Nessa tradição, meu grupo de pesquisa da Universidade Federal de Minas Gerais acabou de publicar ante a comunidade científica internacional o maior estudo sobre a influência da escravidão na diversidade genômica das populações das Américas. Além de confirmar que a ancestralidade africana predominante nas Américas originou-se de países como Nigéria e Gana, na África centro-ocidental, descobrimos que a ancestralidade do oeste africano (por exemplo, Senegal e Gâmbia) aumenta em direção ao norte do continente americano, sendo rara no Sudeste e Sul do Brasil, onde a ancestralidade dos povos bantu, do sul e leste da África, apresentam a sua maior prevalência.
Isso foi uma consequência dos ventos e correntes oceânicas que determinaram dois sistemas de navegação atlântica (norte e sul), e da geopolítica do período colonial, com Portugal como único protagonista com enclaves permanentes no sul e leste da África, e Rio de Janeiro como porto principal de desembarco de escravizados no Sudeste do Brasil.
Comparando dados do genoma e de fontes históricas, descobrimos que com o pico da chegada dos africanos escravizados nas Américas, entre 1750 e 1850, se intensificou com a miscigenação biológica, de forma que esse período foi crítico em moldar nossa natureza miscigenada. Por outro lado, a diáspora africana foi tão grande (acima de 10 milhões de pessoas), que a diversidade genética encontrada nas porções africanas dos nossos genomas é semelhante àquela das populações africanas de origem, as mais diversas do mundo. Mas a miscigenação homogeneizou esta diversidade e as mutações responsáveis por doenças entre as diferentes populações das Américas.
Um problema de saúde global é que a medicina sabe muito mais sobre doenças, resposta a fármacos e genética das populações de origem predominantemente europeia quando comparado com outras populações, como as africanas ou os nativos das Américas. Essa desigualdade limita a aplicação dos avanços da medicina de precisão nessas populações. Por isso, no Brasil, onde nosso genoma tem componentes africanos e nativas americanos, precisamos de estudos como o nosso sobre a escravidão, o que além de ser uma escolha ética e uma necessidade do Sistema Único de Saúde, é uma oportunidade econômica.

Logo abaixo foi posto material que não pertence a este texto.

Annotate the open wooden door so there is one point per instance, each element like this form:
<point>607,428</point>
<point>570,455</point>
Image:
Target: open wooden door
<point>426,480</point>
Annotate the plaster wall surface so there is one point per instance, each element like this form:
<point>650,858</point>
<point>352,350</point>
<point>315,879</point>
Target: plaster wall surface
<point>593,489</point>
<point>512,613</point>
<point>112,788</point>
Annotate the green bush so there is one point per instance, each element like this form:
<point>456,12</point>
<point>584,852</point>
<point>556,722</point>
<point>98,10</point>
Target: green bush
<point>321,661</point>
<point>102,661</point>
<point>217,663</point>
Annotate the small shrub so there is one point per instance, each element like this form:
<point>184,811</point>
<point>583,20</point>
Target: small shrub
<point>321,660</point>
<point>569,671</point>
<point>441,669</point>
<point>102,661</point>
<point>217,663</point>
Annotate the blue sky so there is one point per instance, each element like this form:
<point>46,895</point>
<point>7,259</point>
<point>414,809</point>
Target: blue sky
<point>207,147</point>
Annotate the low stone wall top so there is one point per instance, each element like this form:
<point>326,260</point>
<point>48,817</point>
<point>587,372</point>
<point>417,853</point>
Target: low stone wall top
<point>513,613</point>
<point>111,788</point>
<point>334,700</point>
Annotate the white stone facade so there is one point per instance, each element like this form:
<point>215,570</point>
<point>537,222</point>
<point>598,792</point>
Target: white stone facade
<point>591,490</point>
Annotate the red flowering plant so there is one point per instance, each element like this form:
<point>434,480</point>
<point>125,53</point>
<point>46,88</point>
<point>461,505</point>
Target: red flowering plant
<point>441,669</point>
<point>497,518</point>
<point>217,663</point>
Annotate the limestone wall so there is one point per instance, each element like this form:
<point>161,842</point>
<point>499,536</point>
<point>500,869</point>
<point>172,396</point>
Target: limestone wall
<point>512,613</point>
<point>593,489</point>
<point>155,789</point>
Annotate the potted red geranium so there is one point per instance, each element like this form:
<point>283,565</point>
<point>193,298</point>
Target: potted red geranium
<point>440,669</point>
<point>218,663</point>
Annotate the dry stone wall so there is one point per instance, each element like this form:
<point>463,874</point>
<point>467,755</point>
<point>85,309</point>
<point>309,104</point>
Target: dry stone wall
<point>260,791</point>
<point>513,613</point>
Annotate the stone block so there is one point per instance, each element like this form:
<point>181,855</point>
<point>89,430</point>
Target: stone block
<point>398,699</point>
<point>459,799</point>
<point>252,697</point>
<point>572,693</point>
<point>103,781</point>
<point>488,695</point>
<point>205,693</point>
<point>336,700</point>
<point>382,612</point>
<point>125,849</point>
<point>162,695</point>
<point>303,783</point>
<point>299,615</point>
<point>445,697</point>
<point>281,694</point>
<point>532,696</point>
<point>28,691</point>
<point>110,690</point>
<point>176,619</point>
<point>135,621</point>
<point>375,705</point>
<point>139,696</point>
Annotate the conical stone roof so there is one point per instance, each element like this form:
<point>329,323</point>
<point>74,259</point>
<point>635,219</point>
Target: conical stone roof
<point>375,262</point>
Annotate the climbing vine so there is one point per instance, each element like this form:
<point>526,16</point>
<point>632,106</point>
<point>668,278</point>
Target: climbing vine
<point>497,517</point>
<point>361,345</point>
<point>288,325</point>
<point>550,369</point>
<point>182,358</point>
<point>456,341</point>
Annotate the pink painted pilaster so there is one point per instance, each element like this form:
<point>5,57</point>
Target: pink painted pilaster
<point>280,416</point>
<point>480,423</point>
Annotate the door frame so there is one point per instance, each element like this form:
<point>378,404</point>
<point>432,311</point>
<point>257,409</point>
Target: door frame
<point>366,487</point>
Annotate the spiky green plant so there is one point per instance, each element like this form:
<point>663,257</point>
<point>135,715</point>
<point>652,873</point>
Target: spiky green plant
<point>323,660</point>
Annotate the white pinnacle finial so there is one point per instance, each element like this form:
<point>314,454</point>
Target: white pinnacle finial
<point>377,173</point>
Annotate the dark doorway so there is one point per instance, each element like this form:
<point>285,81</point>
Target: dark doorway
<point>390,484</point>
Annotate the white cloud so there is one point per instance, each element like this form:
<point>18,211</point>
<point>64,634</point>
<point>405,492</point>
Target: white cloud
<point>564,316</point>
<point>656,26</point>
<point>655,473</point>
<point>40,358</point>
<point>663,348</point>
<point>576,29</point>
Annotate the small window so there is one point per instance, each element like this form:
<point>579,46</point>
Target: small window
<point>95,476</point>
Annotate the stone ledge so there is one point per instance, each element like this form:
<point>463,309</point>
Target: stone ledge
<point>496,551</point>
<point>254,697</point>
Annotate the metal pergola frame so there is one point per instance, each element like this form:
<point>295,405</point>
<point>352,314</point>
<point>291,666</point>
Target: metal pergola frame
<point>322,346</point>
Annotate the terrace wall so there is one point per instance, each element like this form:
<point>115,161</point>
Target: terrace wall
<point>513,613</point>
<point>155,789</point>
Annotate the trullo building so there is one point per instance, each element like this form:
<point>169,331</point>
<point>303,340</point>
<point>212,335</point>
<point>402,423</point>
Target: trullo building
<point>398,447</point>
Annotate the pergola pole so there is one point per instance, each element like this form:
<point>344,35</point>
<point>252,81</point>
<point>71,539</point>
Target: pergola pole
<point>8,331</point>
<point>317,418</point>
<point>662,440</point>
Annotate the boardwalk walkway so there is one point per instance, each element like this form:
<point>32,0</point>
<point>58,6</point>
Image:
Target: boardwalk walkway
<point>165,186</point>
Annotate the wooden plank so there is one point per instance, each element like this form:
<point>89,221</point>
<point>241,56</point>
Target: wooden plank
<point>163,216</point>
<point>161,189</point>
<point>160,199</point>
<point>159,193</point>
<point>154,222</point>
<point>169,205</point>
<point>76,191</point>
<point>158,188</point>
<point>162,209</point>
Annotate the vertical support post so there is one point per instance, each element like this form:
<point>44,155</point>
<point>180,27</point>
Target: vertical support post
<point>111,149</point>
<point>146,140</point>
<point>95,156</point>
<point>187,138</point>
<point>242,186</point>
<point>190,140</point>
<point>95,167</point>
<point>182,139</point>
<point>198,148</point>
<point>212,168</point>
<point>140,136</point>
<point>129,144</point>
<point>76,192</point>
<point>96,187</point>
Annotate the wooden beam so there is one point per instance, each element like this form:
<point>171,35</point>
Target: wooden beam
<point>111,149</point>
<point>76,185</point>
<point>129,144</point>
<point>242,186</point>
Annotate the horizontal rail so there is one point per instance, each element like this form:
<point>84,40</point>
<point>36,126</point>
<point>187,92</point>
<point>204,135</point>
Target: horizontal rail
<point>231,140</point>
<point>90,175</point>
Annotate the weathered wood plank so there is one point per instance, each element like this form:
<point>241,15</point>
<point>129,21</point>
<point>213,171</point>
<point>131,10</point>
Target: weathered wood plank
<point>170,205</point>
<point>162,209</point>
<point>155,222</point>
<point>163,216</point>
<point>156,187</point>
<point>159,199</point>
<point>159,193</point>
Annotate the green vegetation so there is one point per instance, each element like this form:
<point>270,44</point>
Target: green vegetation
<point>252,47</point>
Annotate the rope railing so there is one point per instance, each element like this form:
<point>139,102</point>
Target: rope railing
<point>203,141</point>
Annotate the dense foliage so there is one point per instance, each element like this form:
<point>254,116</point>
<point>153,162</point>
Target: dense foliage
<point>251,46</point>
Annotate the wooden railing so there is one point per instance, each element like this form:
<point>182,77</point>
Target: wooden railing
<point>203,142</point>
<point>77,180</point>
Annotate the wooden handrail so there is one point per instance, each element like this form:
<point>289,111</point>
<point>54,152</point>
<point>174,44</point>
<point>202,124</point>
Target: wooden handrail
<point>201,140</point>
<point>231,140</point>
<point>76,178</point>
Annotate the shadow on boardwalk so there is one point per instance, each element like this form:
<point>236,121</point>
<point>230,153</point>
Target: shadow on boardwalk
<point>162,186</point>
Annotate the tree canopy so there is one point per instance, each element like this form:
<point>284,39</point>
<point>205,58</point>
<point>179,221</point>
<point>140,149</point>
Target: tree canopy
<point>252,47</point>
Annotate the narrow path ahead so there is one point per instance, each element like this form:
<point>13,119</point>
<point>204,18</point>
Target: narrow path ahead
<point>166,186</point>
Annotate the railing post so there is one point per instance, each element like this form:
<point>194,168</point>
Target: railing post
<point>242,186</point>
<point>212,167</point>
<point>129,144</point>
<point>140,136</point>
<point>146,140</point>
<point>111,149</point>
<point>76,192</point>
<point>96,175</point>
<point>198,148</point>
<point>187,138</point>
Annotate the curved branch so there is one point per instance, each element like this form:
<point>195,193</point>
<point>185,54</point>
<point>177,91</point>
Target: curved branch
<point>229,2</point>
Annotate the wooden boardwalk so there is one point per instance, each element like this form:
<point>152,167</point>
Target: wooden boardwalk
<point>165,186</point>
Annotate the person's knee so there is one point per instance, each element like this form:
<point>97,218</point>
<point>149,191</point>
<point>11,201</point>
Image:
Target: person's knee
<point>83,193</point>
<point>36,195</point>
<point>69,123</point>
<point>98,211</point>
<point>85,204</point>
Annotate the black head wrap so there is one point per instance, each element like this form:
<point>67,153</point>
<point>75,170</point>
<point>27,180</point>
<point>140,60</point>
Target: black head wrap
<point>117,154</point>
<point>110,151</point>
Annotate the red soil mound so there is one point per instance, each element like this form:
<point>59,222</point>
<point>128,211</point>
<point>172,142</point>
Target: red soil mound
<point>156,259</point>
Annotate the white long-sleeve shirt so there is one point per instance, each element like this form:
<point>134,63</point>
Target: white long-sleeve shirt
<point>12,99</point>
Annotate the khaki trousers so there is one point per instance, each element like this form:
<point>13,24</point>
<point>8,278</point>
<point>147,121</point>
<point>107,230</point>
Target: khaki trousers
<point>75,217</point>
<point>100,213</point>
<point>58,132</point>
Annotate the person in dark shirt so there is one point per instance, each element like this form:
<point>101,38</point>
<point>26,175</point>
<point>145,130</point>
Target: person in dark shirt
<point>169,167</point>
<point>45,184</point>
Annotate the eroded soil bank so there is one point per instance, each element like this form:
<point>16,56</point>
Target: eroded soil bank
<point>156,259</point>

A medicina de precisão representa um mercado mundial crescente de mais de US$ 7 bilhões, no qual empresas brasileiras de diagnósticos, software e gestão de big data podem se integrar. O know-how brasileiro para atuar neste mercado foi e é principalmente desenvolvido em universidades e institutos públicos, os melhores do país, os quais, com a exceção de iniciativas atuais muito louváveis do Ministério de Saúde, são hoje negligenciados, quando não difamados.
Quando a emergência do coronavírus nos impõe medidas baseadas no tratamento científico das evidências, a importância de cuidar do tecido científico brasileiro fica evidente. Tomara que aprendamos a lição.